SB: “Novel of ideas” is such a funny phrase, really, because I’m not always sure what counts.
RH: Sure. Robertson Davies wrote novels that were packed with ideas, for example, but were also straightforward, adventure-filled narrative tales.
SB: Or William Gass, who’s a philosopher, and even though there are fictions of his where I wouldn’t say that the philosophy is readily apparent in the novel, I do love his work. And then you have English authors like Julian Barnes who’s clearly an intellectual writer, which may be somewhat different than writing a novel of ideas.
I like being intellectually stimulated by what I read, but I would never want to sacrifice the level of story and character—either as a reader or a writer.

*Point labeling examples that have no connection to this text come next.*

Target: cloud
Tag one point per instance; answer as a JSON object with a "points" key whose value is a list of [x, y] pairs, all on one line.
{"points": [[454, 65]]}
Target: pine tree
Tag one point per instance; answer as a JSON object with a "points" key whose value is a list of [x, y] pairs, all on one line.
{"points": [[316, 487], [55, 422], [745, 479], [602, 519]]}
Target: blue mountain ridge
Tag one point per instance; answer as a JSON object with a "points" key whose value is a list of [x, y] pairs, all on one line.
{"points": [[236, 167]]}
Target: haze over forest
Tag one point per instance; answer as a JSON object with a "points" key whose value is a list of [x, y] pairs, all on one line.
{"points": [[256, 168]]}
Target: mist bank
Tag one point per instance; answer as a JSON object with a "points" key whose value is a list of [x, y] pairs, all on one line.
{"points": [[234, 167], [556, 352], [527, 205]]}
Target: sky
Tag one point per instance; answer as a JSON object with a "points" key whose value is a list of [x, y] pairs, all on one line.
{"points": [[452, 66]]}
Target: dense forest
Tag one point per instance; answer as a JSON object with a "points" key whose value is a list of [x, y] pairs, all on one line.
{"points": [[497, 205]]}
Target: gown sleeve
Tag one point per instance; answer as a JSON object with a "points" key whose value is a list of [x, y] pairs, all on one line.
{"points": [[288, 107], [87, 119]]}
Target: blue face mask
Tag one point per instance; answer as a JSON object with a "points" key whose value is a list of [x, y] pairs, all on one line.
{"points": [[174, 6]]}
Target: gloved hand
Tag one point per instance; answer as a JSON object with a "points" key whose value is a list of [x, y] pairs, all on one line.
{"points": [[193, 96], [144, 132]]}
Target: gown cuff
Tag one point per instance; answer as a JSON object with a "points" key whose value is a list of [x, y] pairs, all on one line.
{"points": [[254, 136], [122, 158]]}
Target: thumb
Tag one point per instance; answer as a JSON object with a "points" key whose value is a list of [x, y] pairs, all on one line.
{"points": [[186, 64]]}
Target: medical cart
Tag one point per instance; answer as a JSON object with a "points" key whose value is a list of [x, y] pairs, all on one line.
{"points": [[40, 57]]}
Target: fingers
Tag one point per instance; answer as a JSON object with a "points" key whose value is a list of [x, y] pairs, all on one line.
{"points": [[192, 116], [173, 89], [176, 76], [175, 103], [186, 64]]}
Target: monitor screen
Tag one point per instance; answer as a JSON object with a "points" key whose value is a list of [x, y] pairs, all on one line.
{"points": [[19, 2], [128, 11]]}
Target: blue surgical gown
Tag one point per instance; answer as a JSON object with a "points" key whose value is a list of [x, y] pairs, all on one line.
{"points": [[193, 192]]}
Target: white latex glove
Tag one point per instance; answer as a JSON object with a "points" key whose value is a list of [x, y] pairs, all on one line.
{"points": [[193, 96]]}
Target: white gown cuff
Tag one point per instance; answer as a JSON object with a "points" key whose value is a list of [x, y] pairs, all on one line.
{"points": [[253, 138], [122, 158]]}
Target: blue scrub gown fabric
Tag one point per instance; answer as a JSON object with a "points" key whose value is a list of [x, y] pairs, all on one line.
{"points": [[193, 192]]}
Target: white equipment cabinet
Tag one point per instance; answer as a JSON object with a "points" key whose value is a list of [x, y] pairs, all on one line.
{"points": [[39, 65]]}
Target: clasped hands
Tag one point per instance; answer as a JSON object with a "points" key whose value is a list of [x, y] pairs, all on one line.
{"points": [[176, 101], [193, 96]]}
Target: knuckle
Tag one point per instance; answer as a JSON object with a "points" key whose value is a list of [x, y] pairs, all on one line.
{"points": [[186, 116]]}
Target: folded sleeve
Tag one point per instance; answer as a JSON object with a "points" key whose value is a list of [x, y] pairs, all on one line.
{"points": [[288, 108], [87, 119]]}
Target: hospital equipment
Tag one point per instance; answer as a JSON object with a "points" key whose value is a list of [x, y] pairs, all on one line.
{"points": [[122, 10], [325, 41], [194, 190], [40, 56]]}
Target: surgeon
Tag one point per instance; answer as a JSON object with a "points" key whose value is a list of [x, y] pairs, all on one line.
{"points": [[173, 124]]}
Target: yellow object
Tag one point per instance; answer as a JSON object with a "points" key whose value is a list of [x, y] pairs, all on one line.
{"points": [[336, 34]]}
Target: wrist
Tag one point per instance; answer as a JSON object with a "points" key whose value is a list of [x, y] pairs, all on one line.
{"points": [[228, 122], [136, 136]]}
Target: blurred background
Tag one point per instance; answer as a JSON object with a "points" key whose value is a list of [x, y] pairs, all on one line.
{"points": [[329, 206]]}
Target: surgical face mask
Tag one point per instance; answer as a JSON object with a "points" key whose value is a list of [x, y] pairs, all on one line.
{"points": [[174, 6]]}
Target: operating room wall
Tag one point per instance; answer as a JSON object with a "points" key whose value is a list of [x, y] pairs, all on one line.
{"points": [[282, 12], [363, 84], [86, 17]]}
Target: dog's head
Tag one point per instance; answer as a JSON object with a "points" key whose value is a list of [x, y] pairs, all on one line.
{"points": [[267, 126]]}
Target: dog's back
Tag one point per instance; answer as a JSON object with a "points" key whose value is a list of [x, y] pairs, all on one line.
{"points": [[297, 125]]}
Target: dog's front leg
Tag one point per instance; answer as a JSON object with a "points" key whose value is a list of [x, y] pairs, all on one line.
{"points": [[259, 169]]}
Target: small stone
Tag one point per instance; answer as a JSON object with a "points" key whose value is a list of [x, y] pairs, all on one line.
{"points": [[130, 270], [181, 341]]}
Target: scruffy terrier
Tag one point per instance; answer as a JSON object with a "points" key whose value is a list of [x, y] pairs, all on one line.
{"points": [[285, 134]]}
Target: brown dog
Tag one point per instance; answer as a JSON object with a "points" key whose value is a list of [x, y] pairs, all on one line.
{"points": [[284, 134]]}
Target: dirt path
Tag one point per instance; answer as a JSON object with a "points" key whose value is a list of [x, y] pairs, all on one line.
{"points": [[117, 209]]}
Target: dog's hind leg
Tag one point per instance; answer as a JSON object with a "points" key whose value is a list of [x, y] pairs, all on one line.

RH: Have philosophy and fiction always been dual driving interests for you?
SB: They were, except until perhaps recently, when I started thinking about philosophy more and more through the writing of The Metaphysical Touch. At one time, I kept wondering if I would go back and do graduate work in philosophy, pursue the academic career. It was an option I kept open for a long time, and in fact after I got my MA in writing, I did a year of graduate work in philosophy. But at that point I realized that my writing was too much of my life for me to be able to do it alongside philosophy. That’s why I’m aware of William Gass—if you’re interested in both writing and philosophy, you become aware of the writers who straddle both fields, because there aren’t that many of them.
I don’t study philosophy anymore, and I’ve found that if I’m not studying it, I don’t particularly choose to read it. So I’m not up-to-date on the philosophical debates of the moment, though I do keep in some touch through friends who are actively studying in the field.
RH: The story presents a structural challenge—it features two different main characters, who are both doing a lot of reflection on their pasts as well as living through their presents.
SB: I’ve been looking through notebooks for something I’m working on now, and I came across notes I’d written about how I would structure this. I’ve always been interested in structure; I’m
quite a formalist in that way. I wanted JD and Pi to have their identities and their pasts fully formed before they encountered each other. There’s so much movement towards the two of them communicating, but I wanted to be sure that they had space to develop before they actually met.
RH: The intricacies of communication play an important part in the novel, as do the intricacies of gender. You handle them in a very matter-of-fact way, where Pi’s sexuality is only an issue when she chooses to tell somebody else about it, not something that’s constantly nagging at her.
SB: I didn’t want that to be a prominent, attention-getting part of the story, though I eventually realized that it was important for her to have the dual impulses [in her relationships with JD and Abbie]—which may not be equal, necessarily, but are both very important parts of her. I didn’t really know that about Pi until I was quite far into the story. That is, I didn’t quite know how it fit into the story until I discovered it as I went along.
RH: The outcome of Pi and Abbie’s relationship is one of the many unresolved threads at the end of the story.
SB: At one of the readings, I was asked if any of these characters were going to appear again—and then another person specifically asked about Martha, which led to general agreement that I have to write another novel about Martha at some point so they could find out what happened to her. So I have no specific plan, but I more or less committed myself in front of a roomful of people to writing more about Martha someday. (laughs)
What I am working on now is a novel set in London which is completely different from this. And I have a collection of short stories, Ten Women Who Shook the World, which had been previously published in England and is coming out here in 2000. Those stories, too, are very different in tone from the novel, very fable-like and surreal.
RH: You’ve been in England for about five years. Do you intend to stay?
SB: I might move back at some point. It’s been a great place to be for this period, and seems to be a good place for me to pull my resources together as a writer. I lived there when I was younger, and it’s always been a place I’ve gone to throughout my life. But I’ve also usually come back, so it’s openended.